R10 is the load. In this example, it draws about 4W with 220VAC input (The output voltage is about 32V). You can't draw much more without the efficiency dropping dramatically.

Here is how it works: when the input AC sine is positive, the PMOS is blocking and the eight capacitors in series are charged through the top diode D30 and all the shottkies (PMEG6030) in series (the other diodes are not conducting). So each capacitor ends up being charged at VIN/8. When the sine is negative, D30 stops conducting, but the PMOS conducts. This makes all MMDB3004 conducting and the eight capacitors becomes all paralleled. The charge is then transferred to the output capacitor C4.

This, in fact, works exactly like a charge pump. You can divide by what-you-want instead of eight, by adjusting the number of capacitors and diodes. Of course, efficiency will be affected if there are too many.

This circuit is working on half-wave (one half for charging, one half for discharging). It would be possible to make it work on full wave, but it would become much more complicated.

Also note that the choice of the components is critical. All the diodes, except the shottkies in series must withstand the mains voltage.
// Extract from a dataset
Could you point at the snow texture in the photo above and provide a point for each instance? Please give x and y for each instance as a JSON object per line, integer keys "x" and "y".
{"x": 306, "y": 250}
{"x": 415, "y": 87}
The shottkies and the capacitors must withstand the maximum output voltage (input voltage divided by eight). The PMOS must withstand the mains voltage, and have relatively low RDSon, otherwise, efficiency drops a lot. R1 must be rated for mains voltage.

Finally, from a safety point of view, I wouldn't recommend this circuit, as there is no isolation. Also, the size of each component makes it not more compact than a small transformer. Probably not cheaper as well, given the number of components required (when dividing by a high ratio), and given the required mosfet (it would be possible to reverse the whole circuit and use a cheaper N-channel fet, though). All in all, this circuit certainly isn't the best choice, actually.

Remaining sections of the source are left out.